The California-based internet giant has faced stinging criticism for using a complex corporate structure that allows it to route UK sales through Ireland to slash its tax bill.
And the scheme appears to have again paid off.
Last night it revealed in accounts filed to Companies House that it paid £20.4million in taxes last year – despite admitting earlier this year that it pulls in £3.3billion of revenues in Britain, largely from advertising.
But in accounts filed last night Google UK said it made a profit of £70.8million before tax on sales of £642million.

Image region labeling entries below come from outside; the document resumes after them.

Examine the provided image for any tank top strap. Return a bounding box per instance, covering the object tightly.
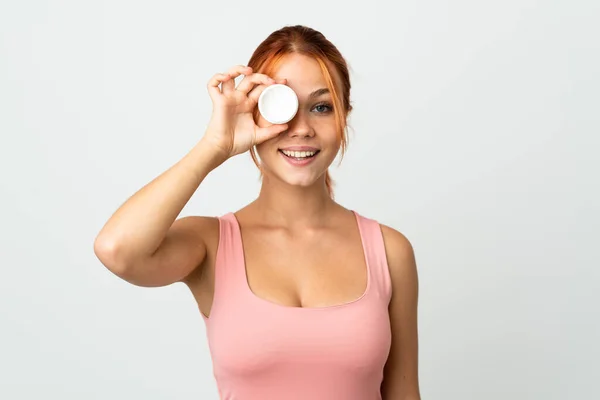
[211,212,246,313]
[353,211,392,304]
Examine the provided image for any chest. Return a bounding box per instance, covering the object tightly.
[241,230,369,307]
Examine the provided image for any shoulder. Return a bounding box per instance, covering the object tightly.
[171,215,220,248]
[379,223,415,269]
[352,211,416,281]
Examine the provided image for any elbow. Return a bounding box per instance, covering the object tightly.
[94,235,131,277]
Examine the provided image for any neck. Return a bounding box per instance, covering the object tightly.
[253,175,335,228]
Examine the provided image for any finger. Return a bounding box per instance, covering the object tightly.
[248,79,287,104]
[206,73,231,99]
[223,65,252,95]
[255,124,288,144]
[236,74,275,94]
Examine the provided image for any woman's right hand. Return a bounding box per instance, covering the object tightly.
[203,65,287,159]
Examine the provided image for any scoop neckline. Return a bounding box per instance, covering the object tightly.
[229,210,371,312]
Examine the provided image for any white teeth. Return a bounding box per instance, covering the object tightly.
[281,150,316,158]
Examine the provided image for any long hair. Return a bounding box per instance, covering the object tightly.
[248,25,352,197]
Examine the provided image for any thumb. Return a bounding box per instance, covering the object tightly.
[256,124,288,144]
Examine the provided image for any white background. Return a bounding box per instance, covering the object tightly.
[0,0,600,400]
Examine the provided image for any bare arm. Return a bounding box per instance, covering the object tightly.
[381,225,421,400]
[94,66,287,286]
[94,140,225,286]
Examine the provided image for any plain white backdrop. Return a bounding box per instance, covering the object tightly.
[0,0,600,400]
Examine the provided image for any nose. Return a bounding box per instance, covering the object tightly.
[287,110,314,137]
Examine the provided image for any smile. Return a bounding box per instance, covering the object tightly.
[278,150,320,165]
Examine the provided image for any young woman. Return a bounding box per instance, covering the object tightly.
[94,26,420,400]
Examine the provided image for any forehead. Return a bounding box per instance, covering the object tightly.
[272,54,327,95]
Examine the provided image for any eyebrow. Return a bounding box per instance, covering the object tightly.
[308,88,329,99]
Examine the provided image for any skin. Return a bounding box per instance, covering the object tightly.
[198,55,420,400]
[94,54,420,400]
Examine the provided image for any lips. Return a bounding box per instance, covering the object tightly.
[279,146,319,151]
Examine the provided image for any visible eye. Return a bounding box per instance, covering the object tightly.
[313,103,333,114]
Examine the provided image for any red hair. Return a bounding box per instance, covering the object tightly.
[248,25,352,197]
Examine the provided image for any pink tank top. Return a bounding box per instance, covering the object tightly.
[201,212,391,400]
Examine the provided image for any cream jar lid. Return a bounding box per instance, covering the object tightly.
[258,83,298,124]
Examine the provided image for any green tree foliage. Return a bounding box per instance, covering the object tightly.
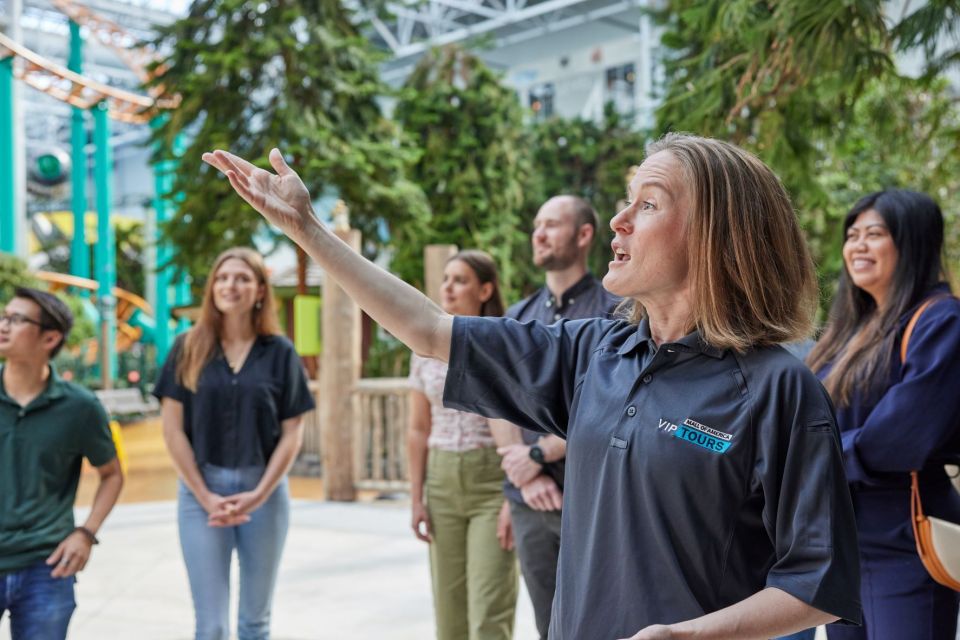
[528,103,648,276]
[147,0,426,284]
[657,0,960,304]
[391,46,533,299]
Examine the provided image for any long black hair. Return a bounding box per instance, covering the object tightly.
[807,189,947,406]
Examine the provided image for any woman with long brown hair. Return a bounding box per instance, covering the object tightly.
[808,189,960,640]
[153,247,314,640]
[204,135,860,640]
[407,250,518,640]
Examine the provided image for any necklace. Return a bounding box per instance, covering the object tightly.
[220,339,256,373]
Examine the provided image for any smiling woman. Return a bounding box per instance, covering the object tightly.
[809,190,960,640]
[204,135,860,640]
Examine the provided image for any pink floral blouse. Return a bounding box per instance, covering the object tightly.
[410,354,496,453]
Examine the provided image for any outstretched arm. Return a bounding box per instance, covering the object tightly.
[203,149,453,361]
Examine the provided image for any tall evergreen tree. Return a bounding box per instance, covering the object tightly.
[392,46,533,299]
[657,0,960,293]
[147,0,426,276]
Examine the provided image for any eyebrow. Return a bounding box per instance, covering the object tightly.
[627,180,673,199]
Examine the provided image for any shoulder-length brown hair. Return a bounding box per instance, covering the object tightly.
[177,247,282,393]
[628,133,819,351]
[807,189,949,407]
[447,249,506,316]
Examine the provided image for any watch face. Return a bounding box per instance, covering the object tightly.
[530,444,544,464]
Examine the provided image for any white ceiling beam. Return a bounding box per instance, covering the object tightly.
[395,0,587,58]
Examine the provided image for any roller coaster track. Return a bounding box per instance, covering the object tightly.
[51,0,175,99]
[0,0,180,124]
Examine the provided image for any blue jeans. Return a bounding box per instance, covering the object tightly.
[177,465,290,640]
[0,560,77,640]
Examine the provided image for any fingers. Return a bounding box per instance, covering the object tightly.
[270,148,294,176]
[208,149,263,177]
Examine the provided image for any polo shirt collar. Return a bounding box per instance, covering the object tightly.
[617,318,726,359]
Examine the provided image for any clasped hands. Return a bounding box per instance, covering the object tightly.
[200,491,264,527]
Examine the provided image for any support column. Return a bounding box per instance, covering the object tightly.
[423,244,457,304]
[67,20,90,286]
[319,229,361,502]
[0,56,17,253]
[93,102,117,389]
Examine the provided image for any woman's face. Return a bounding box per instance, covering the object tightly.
[843,209,899,307]
[603,151,689,308]
[213,258,264,315]
[440,260,493,316]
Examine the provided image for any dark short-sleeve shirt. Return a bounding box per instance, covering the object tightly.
[444,318,860,640]
[153,336,314,469]
[0,366,117,574]
[503,273,620,504]
[817,286,960,558]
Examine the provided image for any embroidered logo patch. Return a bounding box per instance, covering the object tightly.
[657,418,733,453]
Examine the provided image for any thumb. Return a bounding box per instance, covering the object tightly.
[270,147,293,176]
[47,542,63,565]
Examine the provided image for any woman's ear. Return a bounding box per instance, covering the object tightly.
[480,282,493,302]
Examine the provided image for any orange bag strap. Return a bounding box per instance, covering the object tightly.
[900,295,948,524]
[900,296,945,365]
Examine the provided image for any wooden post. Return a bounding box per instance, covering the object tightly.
[423,244,457,304]
[320,229,360,502]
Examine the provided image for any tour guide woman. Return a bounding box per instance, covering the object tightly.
[204,135,860,640]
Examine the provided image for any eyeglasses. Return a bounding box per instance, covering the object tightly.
[0,313,49,329]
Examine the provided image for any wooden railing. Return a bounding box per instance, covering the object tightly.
[353,378,410,491]
[299,378,410,491]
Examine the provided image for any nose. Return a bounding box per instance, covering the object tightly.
[610,207,633,235]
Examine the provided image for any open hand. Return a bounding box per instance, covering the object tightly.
[497,500,513,551]
[410,502,433,542]
[47,531,93,578]
[520,475,563,511]
[203,149,316,240]
[623,624,674,640]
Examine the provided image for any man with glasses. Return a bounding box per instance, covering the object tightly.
[490,195,620,640]
[0,288,123,640]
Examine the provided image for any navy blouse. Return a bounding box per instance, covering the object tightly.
[153,336,314,469]
[817,286,960,556]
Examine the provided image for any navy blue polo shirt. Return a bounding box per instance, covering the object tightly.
[503,273,620,504]
[444,317,861,640]
[153,335,314,469]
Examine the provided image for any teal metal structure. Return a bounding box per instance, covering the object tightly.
[67,20,90,288]
[93,102,118,386]
[0,56,17,253]
[150,116,177,363]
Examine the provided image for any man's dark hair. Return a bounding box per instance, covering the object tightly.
[13,287,73,359]
[567,196,600,237]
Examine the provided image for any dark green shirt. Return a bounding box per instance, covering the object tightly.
[0,366,117,573]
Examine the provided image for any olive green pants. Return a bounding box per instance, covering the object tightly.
[426,448,518,640]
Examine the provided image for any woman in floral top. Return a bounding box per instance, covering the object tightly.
[407,251,517,640]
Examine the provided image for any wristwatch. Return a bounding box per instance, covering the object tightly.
[530,444,547,464]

But it doesn’t “route” those sales through Ireland: it actually makes those sales from Ireland. Which is exactly what this whole Single Market malarkey is all about. The EU wants corporations to treat the EU as that one single market: this means that they are not just allowed but encouraged to sell to all 29 countries from one single base in just one of them. Which is exactly what Google does. And as to whether this is tax avoidance, here is our own dear HMRC on the subject:
Non-resident trading companies which do not have a branch in the UK, but have UK customers, will therefore pay tax on the profits arising from those customers in the country where the company is resident, according to the tax law in that country. The profits will not be taxed in the UK. This is not tax avoidance: it is simply the way that corporation tax works.
Most major economies operate corporation tax in the same way as the UK, so UK-resident companies are treated in a similar way in other countries. In other words, UK companies do not pay corporation tax to another country on the profits from sales in that country, unless they trade through a branch based there. Instead, they pay corporation tax in the UK.
Note that: the bleedin’ taxman says it isn’t tax avoidance. So, therefore, it ain’t tax avoidance, is it?